Well, so I started writing the song when I was there. Oh, I know! I drove by one of these little Mom and Pop hotels. And there was a sign that said, The Tiki Bar is Open. And I immediately thought, Thank God. Thank God it's not whatever the local chain restaurant, you know. Yes, the Tiki Bar is still open. Thank you very much. We're holding on! Yeah, we've still got the funk and you come on in. And so that's really how it all -- I started singing that line, you know, "Thank God, the Tiki Bar is open. Thank God a Tiki torch still shines." I kept singing that over and over. It was like a gospel chant. And I went back to the room that night and started writing the song. Then I got home -- I came home. I was finished racing two days before the actual Daytona 500, the big race. And I got home, turned on my TV to watch the race and, of course, Dale Ernheart gets killed on the last lap, which broke my heart, along with millions of other people. And so that's the verse about Dale Ernheart in the song.


Q: You do deal with your own sobriety in the song. You make mention of it. I was wondering how you deal with the fact that you're someone who doesn't drink and yet you make your living playing in places where they make their money selling alcohol.
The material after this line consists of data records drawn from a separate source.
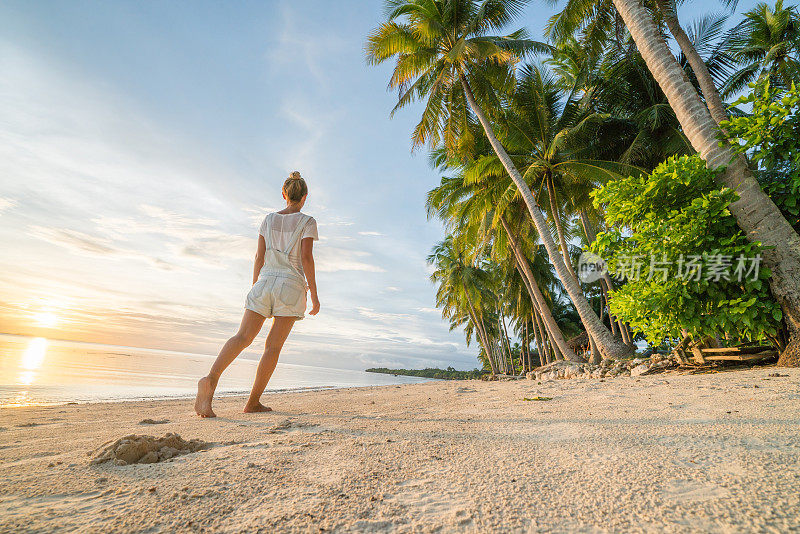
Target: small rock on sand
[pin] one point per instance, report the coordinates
(134, 449)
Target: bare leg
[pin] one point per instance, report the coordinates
(248, 330)
(281, 326)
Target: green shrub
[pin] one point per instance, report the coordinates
(668, 223)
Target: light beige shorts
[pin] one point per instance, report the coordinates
(277, 296)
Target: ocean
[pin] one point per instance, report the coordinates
(40, 371)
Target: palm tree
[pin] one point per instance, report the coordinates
(595, 18)
(755, 212)
(461, 285)
(468, 209)
(767, 41)
(442, 51)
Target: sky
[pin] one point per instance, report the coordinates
(141, 144)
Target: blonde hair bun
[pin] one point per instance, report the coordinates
(295, 188)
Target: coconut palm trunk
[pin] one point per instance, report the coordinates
(548, 348)
(551, 194)
(481, 333)
(606, 284)
(609, 347)
(537, 335)
(704, 79)
(754, 211)
(536, 295)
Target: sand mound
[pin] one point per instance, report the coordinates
(149, 421)
(134, 449)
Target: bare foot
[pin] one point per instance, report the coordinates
(256, 408)
(202, 403)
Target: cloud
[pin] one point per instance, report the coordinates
(6, 203)
(82, 243)
(334, 259)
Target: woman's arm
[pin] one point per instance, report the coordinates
(307, 259)
(258, 263)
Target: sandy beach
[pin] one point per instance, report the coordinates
(666, 453)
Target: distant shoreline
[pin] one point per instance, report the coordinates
(430, 372)
(655, 454)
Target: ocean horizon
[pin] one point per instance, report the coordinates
(37, 371)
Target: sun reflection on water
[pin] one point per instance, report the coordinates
(32, 360)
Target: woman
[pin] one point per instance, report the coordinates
(283, 272)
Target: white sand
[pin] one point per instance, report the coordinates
(668, 453)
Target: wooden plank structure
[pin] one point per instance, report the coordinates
(688, 352)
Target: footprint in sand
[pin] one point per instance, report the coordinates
(687, 490)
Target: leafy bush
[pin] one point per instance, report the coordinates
(663, 226)
(770, 136)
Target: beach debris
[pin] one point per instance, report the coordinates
(136, 449)
(608, 368)
(149, 421)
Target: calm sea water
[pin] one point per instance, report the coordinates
(39, 371)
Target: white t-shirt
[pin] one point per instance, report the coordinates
(282, 228)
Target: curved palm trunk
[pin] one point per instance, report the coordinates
(549, 357)
(755, 212)
(609, 347)
(707, 86)
(539, 335)
(551, 194)
(606, 284)
(482, 333)
(537, 297)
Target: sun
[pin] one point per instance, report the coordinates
(45, 319)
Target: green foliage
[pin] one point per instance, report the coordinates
(432, 372)
(770, 136)
(666, 222)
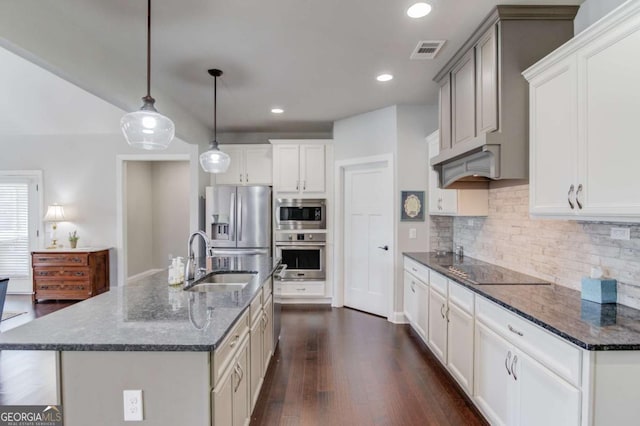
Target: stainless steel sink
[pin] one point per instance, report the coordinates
(222, 282)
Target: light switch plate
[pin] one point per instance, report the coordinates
(132, 405)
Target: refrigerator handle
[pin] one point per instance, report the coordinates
(239, 217)
(232, 220)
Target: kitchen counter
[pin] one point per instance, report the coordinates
(147, 315)
(560, 310)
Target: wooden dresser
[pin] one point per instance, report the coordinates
(70, 275)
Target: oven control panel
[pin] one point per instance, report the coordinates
(297, 237)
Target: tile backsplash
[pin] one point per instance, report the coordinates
(560, 251)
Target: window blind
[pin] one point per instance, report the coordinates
(14, 230)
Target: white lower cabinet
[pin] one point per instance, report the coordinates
(514, 389)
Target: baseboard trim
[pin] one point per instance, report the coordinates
(141, 275)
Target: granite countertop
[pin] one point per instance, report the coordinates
(558, 309)
(147, 315)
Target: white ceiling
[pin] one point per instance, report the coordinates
(316, 59)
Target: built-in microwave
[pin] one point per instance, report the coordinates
(296, 213)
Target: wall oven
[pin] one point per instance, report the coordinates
(304, 255)
(296, 213)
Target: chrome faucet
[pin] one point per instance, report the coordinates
(190, 267)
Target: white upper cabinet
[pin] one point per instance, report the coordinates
(453, 202)
(250, 165)
(584, 105)
(299, 168)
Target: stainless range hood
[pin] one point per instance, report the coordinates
(473, 169)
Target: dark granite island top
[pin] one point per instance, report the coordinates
(148, 315)
(560, 310)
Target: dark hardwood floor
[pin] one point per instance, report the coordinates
(332, 367)
(344, 367)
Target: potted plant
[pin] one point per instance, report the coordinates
(73, 239)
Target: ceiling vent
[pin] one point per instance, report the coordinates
(427, 49)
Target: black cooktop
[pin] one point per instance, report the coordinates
(481, 273)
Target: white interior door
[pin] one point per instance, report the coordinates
(368, 232)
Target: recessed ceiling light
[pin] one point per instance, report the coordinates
(419, 10)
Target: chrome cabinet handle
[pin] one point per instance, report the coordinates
(571, 188)
(578, 196)
(513, 330)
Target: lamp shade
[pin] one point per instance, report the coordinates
(147, 129)
(214, 160)
(55, 213)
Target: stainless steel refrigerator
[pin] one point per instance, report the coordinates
(238, 219)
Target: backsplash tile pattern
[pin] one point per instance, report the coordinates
(560, 251)
(441, 233)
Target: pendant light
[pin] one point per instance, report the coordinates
(147, 128)
(214, 160)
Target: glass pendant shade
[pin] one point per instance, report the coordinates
(214, 160)
(147, 129)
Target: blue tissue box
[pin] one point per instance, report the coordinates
(599, 290)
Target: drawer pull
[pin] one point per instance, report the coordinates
(513, 330)
(235, 340)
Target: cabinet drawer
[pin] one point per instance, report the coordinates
(419, 271)
(54, 259)
(61, 272)
(559, 356)
(461, 296)
(438, 282)
(301, 289)
(255, 309)
(224, 354)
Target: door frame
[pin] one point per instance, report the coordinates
(121, 203)
(339, 212)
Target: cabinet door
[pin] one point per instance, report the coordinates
(258, 165)
(235, 172)
(463, 96)
(460, 346)
(494, 384)
(553, 140)
(445, 114)
(437, 339)
(409, 297)
(544, 398)
(241, 397)
(223, 399)
(487, 81)
(286, 168)
(421, 308)
(256, 350)
(608, 72)
(312, 167)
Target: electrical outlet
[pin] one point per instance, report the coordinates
(132, 405)
(620, 233)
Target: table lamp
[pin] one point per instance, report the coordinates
(55, 214)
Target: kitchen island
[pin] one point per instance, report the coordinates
(191, 353)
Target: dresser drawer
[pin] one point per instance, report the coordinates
(223, 355)
(556, 354)
(300, 289)
(65, 259)
(61, 272)
(416, 269)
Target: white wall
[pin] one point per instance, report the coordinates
(592, 10)
(170, 210)
(139, 210)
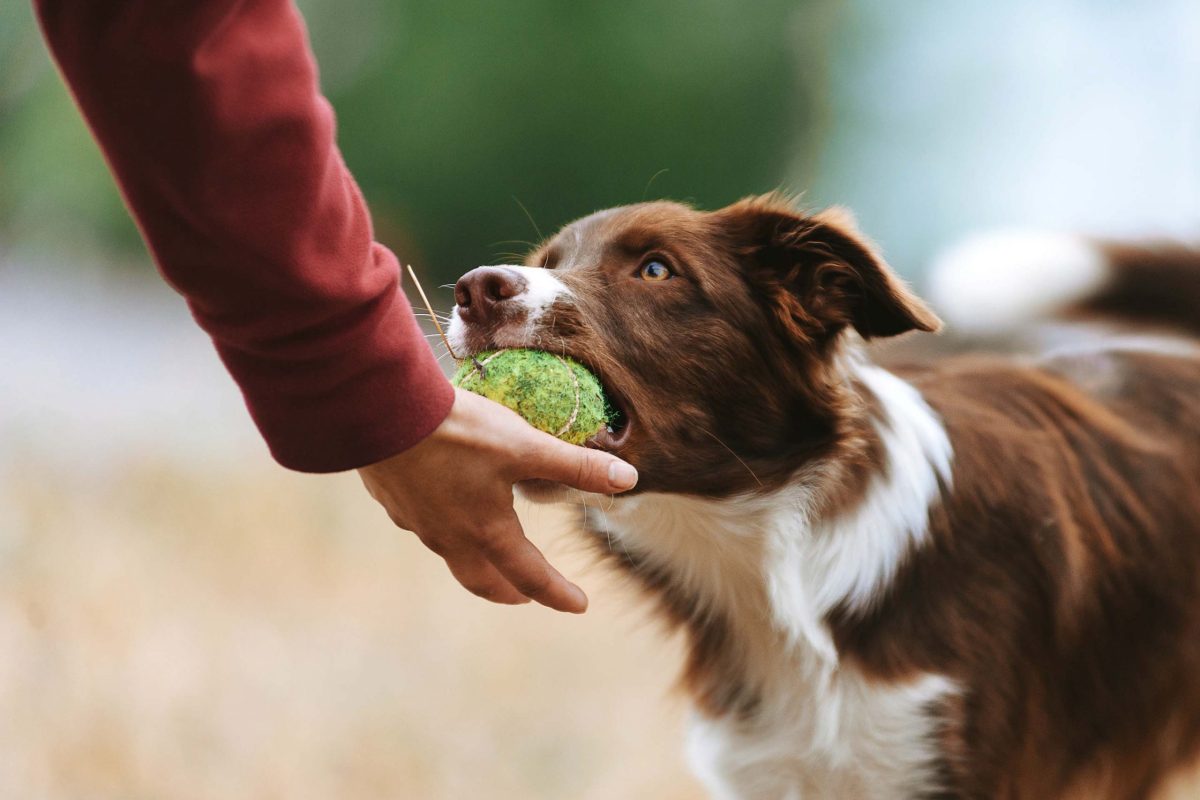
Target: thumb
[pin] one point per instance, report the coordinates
(589, 470)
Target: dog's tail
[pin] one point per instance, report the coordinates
(997, 282)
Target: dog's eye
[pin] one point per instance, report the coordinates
(654, 271)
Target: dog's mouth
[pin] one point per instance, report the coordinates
(616, 433)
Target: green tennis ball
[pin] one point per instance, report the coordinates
(552, 392)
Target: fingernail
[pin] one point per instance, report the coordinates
(581, 599)
(622, 475)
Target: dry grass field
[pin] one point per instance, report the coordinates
(180, 619)
(256, 633)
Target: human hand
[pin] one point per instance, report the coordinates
(454, 491)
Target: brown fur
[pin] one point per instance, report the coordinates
(1061, 583)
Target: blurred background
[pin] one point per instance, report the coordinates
(180, 618)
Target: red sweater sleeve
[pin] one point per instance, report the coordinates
(211, 120)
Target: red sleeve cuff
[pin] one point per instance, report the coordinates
(324, 410)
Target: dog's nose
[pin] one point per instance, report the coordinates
(481, 290)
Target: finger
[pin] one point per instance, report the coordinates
(479, 577)
(523, 566)
(589, 470)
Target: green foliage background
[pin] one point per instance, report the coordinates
(454, 115)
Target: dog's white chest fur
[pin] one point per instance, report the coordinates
(821, 728)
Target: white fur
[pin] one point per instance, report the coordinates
(994, 282)
(543, 290)
(774, 571)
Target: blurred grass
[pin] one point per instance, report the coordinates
(257, 633)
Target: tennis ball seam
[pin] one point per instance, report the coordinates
(575, 385)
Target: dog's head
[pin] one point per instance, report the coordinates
(717, 334)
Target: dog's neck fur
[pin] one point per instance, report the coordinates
(754, 579)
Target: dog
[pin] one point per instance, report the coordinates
(969, 575)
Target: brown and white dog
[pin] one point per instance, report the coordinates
(967, 577)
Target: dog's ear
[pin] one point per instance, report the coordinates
(819, 272)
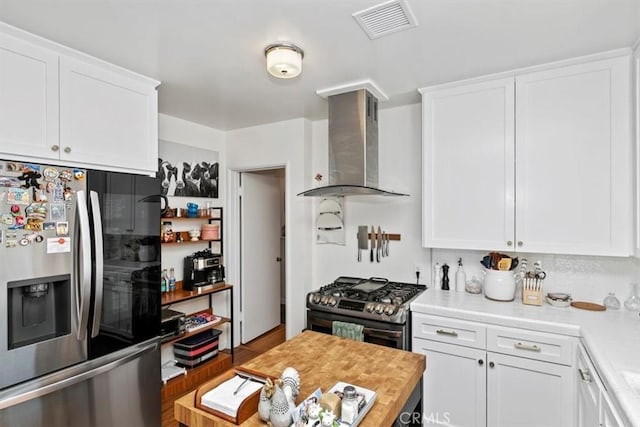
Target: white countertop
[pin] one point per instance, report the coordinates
(611, 337)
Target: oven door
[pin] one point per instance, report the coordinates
(375, 332)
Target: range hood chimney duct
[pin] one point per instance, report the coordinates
(353, 147)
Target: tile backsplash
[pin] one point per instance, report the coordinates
(586, 278)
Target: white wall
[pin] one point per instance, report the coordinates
(283, 144)
(400, 170)
(188, 133)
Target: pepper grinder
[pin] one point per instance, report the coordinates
(445, 277)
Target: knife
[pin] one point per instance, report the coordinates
(362, 241)
(373, 241)
(379, 244)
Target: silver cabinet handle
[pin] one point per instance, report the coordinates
(527, 347)
(585, 375)
(99, 263)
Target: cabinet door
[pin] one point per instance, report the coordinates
(107, 119)
(573, 159)
(588, 392)
(454, 384)
(528, 393)
(28, 99)
(468, 175)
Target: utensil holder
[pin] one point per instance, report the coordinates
(532, 291)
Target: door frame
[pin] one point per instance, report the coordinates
(233, 262)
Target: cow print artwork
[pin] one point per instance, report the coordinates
(188, 177)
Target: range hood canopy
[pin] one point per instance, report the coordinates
(353, 147)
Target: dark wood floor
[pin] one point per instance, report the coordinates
(242, 354)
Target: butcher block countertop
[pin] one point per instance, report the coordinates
(322, 360)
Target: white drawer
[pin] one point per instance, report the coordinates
(452, 331)
(532, 345)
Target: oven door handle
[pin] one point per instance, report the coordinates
(379, 333)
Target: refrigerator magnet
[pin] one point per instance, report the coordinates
(57, 212)
(62, 228)
(58, 245)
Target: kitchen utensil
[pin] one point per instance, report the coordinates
(588, 306)
(362, 240)
(499, 285)
(387, 246)
(373, 242)
(378, 244)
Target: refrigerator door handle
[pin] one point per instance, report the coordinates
(99, 265)
(68, 377)
(82, 261)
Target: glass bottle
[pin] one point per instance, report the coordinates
(633, 302)
(349, 407)
(163, 281)
(611, 302)
(172, 280)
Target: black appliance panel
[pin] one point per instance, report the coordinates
(130, 208)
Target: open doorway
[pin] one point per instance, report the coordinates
(262, 242)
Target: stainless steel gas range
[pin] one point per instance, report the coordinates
(380, 306)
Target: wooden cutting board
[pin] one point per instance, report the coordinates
(588, 306)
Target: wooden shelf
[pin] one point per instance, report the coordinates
(202, 218)
(180, 294)
(195, 376)
(222, 321)
(187, 239)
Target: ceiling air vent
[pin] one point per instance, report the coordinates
(386, 18)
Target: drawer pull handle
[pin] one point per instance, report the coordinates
(585, 375)
(527, 347)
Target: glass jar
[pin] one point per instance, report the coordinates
(349, 407)
(633, 302)
(611, 302)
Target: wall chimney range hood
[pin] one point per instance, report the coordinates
(353, 147)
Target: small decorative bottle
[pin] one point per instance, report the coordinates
(172, 280)
(461, 277)
(633, 302)
(611, 302)
(349, 408)
(445, 277)
(163, 281)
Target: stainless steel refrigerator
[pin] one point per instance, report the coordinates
(79, 297)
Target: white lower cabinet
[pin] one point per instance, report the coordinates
(467, 385)
(454, 384)
(524, 392)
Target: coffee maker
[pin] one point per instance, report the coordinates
(202, 270)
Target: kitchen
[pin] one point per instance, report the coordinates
(301, 143)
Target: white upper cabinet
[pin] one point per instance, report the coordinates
(28, 98)
(61, 106)
(574, 188)
(537, 161)
(106, 118)
(468, 169)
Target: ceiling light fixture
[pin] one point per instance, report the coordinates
(284, 60)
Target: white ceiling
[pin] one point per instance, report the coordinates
(208, 54)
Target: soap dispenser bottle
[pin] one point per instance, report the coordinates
(461, 277)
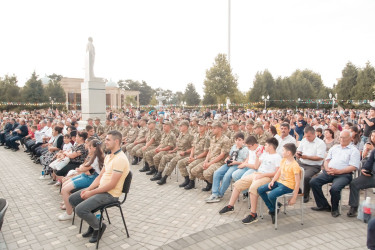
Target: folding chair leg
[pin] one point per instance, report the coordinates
(74, 216)
(80, 227)
(107, 216)
(123, 220)
(100, 228)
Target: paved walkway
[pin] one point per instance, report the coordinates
(164, 217)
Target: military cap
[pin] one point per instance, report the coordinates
(202, 123)
(217, 124)
(250, 121)
(258, 125)
(184, 122)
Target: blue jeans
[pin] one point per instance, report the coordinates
(277, 190)
(239, 173)
(364, 139)
(83, 180)
(11, 142)
(224, 174)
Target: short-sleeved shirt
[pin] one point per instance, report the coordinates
(79, 148)
(240, 154)
(269, 162)
(168, 139)
(153, 134)
(184, 141)
(201, 144)
(288, 172)
(117, 162)
(368, 129)
(217, 146)
(315, 148)
(341, 158)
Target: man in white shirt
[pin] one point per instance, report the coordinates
(284, 138)
(311, 153)
(341, 161)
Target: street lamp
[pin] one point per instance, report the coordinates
(265, 99)
(333, 98)
(298, 100)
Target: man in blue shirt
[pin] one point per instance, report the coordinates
(340, 162)
(17, 134)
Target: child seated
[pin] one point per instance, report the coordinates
(286, 180)
(267, 165)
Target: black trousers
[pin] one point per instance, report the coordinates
(338, 183)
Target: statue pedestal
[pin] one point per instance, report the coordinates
(93, 101)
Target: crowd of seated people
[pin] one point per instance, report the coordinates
(263, 154)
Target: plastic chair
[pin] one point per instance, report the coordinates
(2, 213)
(125, 190)
(300, 194)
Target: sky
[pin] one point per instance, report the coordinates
(170, 43)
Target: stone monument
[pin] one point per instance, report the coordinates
(92, 89)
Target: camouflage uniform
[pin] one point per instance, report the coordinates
(131, 148)
(217, 146)
(153, 158)
(130, 137)
(200, 145)
(183, 144)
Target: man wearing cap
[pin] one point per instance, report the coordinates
(249, 127)
(118, 126)
(181, 151)
(99, 129)
(201, 144)
(260, 134)
(219, 148)
(131, 135)
(126, 127)
(139, 142)
(153, 157)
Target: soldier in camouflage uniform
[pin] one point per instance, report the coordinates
(249, 128)
(99, 129)
(235, 128)
(153, 137)
(167, 142)
(260, 134)
(182, 150)
(219, 148)
(131, 135)
(139, 142)
(201, 144)
(125, 127)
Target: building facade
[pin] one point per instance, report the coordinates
(116, 98)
A: Well, that was sort of the other inside joke of this song. The fact is, yeah, when I was six months sober, I had to go back to work. And you know, guess what? We work in bars, we work around people who take drugs and drink and everything else. So it's just something I've had to deal with. I wouldn't have it any other way. I mean. some of my best friends are drunks, you know, sober or otherwise.